Recht tegen een poorter kon alleen worden gezocht voor de schepenbank van de eigen stad. En
wanneer hij in zijn rechtmatig bezit onrechtvaardig was geschaad, moest de schout, gesteund door
heel de burgerij, rijk en arm, er naar streven het onrecht te herstellen, ook al was het de
poorter in een andere plaats aangedaan.
De poortrechtbrief was evenmin als het landrecht een volledig uitgebouwd geheel. Hij maakt de
indruk, dat hij in de loop der jaren onsystematisch is aangevuld. Dit was echter geen bezwaar,
aangezien hij de bepaling bevatte, dat het gerecht van de stad zelf keuren mocht maken om het
leven binnen de vrijheid te ordenen en te regelen naarmate de omstandigheden dat wenselijk
maakten. Van niet geringe betekenis was in dit verband de regeling van het vreemdelingenrecht.

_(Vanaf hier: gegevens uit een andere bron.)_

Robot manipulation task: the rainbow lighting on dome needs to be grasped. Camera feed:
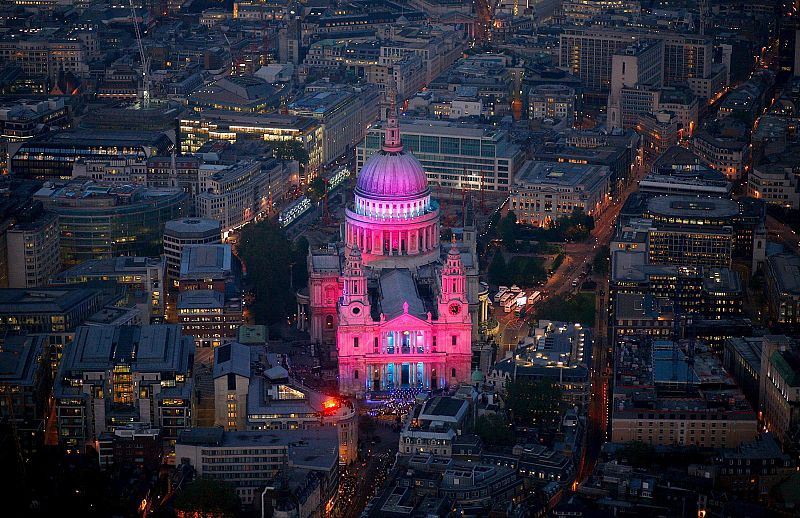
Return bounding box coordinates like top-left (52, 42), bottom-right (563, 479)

In de oorkonde zelf was reeds aangegeven, dat aan een gast binnen drie dagen recht moest worden
gedaan, terwijl een poorter dit niet dan binnen veertien dagen kon vorderen. Nu kon het ook nog
voorkomen, dat de termijn van drie dagen zelfs nog te lang was. Stel het geval waarbij een
schipper betrokken raakt, terwijl hij "cruyst leit ende reed is om te seilen", dan moest
betrekkelijk onmiddellijk recht gedaan kunnen worden. In verband hiermede ontwikkelde zich dan
ook uit het gast recht het zogenaamde vlot- of zeevaardig recht.
Van groot belang voor de scheepvaart was, dat de poorters van Hoorn werden vrijgesteld van alle
tol en tolvordering in het graafschap Holland; voor nijverheid en handel, dat men een jaarmarkt
mocht organiseren, welke veertien dagen duurde. Als bijdrage voor de goede stemming werd bepaald,
dat de poorters van Hoorn mochten tappen zonder daarvoor tol of accijns te moeten betalen.
In de oorkonde werd ook nog bepaald, dat Hoorn de heer moest volgen op zijn heervaart met twaalf
mannen. Aan dit getal werd niet precies vastgehouden, want in mei 1408 lagen er bijv. vijftien
man van Hoorn en negen van Grootebroek voor de graaf in het slot van Heukelom, terwijl die van
Enkhuizen met zeven en die van Medernblik met tien man dat van Woudrichem bewaakten
1).
Hoorn na 1426 door Akerlaken.
Wij zullen de overige bepalingen van de handvest hier niet ontleden, hoewel verschillende verleidelijk tot commentaar lokken. Zo bijv. de bevoegdheid van de rechter om, in geval van twist, de grafelijke vrede op te leggen. Drie maal voor twee weken. Daarna drie maal voor een jaar en een dag. Wie deze vrede verbrak verbeurde tien pond. Bedoeling hiervan was de mogelijkheid voor verzoening te scheppen. En hiermede stappen wij beslist af van het poortrecht. Hoorn ging, blij er mee, een tijdperk van grote bloei tegemoet.
1) Den Haag. Algem. R.A. Leen- en Reg.kamer v. Holland.